Communications over social media, telephone, email, text etc have emerged as an integral part of modern society and they are popularly used for the expression of anger, anxiety, fear, agitation and opinion by the people. People's social interaction tend to increase dramatically during periods of epidemics, protest and calamities. Therefore, above mentioned communication channels plays an important role in the spread of infectious phenomenon, like rumors, fads and effects. These infectious phenomena alters people's behavior during disease epidemic [1][2].

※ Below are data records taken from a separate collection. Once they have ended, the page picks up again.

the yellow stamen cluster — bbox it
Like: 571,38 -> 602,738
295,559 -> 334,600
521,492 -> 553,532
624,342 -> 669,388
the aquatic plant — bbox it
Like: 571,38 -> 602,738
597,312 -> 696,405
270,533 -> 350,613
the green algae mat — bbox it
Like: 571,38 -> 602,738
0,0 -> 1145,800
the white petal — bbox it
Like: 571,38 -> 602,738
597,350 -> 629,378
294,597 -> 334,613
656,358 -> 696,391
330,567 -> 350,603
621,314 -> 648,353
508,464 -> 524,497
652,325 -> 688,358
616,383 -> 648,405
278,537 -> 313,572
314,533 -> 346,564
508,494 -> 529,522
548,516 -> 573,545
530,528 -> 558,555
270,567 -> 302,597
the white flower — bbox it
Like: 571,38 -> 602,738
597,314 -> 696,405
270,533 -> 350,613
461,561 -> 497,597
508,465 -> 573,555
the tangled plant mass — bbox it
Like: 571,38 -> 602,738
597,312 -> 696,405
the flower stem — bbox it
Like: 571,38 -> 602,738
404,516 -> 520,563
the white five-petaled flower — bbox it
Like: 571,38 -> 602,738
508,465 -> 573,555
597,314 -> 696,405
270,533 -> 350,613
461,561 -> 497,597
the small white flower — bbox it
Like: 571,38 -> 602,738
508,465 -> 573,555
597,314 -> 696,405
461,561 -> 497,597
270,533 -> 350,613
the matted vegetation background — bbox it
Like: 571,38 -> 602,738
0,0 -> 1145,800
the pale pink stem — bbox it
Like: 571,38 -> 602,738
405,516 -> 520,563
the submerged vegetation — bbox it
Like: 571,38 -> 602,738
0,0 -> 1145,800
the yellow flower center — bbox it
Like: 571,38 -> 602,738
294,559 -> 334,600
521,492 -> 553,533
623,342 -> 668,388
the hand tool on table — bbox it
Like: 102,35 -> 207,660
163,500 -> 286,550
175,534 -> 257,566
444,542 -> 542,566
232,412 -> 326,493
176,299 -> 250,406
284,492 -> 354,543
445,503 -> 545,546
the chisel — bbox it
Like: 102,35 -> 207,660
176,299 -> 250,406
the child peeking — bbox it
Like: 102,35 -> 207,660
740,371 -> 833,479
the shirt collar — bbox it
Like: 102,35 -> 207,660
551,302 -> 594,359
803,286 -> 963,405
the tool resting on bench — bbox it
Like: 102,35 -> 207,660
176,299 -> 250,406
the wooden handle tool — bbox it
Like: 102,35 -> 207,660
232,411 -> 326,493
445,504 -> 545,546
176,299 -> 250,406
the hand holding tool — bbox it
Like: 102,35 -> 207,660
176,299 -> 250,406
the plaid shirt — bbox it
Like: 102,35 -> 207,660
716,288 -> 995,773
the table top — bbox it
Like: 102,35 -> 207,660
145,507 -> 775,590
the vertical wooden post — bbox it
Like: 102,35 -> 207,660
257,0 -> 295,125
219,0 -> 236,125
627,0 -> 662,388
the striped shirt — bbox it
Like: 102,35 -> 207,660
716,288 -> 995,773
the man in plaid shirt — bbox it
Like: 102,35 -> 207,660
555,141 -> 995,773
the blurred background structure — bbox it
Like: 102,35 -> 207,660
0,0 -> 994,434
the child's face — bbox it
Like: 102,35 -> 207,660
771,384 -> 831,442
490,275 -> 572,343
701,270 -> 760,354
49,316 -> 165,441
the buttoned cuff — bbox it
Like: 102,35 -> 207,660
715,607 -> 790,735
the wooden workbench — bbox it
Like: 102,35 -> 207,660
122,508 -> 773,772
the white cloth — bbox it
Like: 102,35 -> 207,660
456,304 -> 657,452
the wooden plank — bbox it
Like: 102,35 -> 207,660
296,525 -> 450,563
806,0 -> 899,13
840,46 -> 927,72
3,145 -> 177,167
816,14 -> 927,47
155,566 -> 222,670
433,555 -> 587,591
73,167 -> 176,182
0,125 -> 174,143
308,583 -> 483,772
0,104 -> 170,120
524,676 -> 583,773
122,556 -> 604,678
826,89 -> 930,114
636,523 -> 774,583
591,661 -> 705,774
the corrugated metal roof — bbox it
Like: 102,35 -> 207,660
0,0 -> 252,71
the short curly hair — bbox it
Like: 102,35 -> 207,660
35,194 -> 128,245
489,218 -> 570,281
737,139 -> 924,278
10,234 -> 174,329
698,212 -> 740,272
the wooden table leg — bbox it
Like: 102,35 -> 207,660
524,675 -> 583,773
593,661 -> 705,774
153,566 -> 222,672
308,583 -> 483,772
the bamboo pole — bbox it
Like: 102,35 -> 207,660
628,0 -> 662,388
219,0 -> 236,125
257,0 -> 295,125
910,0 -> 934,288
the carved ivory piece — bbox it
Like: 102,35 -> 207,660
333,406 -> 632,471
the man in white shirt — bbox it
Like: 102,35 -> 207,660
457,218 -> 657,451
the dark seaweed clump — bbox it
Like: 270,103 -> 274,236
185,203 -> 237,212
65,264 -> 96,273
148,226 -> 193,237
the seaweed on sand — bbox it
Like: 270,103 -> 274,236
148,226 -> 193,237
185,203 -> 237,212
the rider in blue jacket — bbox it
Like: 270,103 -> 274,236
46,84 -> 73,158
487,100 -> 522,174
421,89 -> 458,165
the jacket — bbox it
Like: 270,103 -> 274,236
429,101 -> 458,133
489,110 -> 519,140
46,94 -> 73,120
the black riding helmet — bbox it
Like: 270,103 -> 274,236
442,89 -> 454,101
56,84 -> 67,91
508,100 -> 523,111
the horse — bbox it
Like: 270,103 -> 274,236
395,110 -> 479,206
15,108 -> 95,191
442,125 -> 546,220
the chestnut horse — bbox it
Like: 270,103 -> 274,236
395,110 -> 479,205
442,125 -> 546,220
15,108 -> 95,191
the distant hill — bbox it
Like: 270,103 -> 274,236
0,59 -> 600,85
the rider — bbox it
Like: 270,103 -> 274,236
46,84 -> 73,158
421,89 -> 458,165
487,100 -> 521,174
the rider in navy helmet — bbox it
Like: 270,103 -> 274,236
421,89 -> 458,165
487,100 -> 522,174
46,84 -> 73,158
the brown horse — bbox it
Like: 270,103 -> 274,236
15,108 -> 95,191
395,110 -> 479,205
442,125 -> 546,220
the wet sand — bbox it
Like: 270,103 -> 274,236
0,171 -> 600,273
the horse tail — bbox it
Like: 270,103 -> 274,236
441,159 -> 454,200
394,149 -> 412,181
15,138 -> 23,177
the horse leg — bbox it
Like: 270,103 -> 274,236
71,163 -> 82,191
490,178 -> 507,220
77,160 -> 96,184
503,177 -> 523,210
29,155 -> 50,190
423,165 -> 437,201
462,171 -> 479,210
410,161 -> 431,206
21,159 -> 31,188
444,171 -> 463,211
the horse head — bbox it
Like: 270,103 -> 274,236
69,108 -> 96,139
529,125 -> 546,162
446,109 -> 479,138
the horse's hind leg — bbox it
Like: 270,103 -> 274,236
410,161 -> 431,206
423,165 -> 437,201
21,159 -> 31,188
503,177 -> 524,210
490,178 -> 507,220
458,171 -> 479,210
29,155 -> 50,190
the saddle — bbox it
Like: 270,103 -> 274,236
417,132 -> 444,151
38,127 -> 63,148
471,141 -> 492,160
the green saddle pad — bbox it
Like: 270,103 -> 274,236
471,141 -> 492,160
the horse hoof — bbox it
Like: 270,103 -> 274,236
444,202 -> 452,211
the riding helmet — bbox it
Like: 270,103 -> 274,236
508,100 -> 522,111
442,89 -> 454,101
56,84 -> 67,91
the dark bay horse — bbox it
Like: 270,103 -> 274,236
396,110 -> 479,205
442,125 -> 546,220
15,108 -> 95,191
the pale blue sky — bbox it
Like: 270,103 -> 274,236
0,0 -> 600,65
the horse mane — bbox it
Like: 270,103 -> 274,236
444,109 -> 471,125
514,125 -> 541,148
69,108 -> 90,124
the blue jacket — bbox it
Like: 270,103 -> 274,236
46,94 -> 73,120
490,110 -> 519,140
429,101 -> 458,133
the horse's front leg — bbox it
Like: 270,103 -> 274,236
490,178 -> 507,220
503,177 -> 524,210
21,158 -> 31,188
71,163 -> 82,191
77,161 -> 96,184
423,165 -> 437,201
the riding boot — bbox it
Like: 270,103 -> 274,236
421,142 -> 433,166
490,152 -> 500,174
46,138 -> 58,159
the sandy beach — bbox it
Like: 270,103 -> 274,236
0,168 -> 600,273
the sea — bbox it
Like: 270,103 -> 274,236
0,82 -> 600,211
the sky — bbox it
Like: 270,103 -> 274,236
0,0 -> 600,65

Social contact networks and epidemics co-evolve [1][2]. The spread of a disease influences people's behavior which in turn changes their social contact network, thereby altering the disease spread itself. As a result, there is a need for modeling the spread of these infectious phenomena that lead to changes in behavior. Their propagation among population primarily depends on the social contact network. The nature of social contagion spread is very similar to the spread of any infectious disease as they are contagious in nature. To spread contagious disease requires direct exposure to an infectious agent, whereas social contagions can be spread using various communications media like social networking forums, phones, emails and tweets.
EpiSimdemics is an individual-based modeling environment. It uses a people-location bipartite graph as the underlying network [3]. In its current form, EpiSimdemics requires two people to interact at a location to model simulations. Thus, it cannot simulate the spread of social contagions that do not necessarily require the meeting of two agents at a location.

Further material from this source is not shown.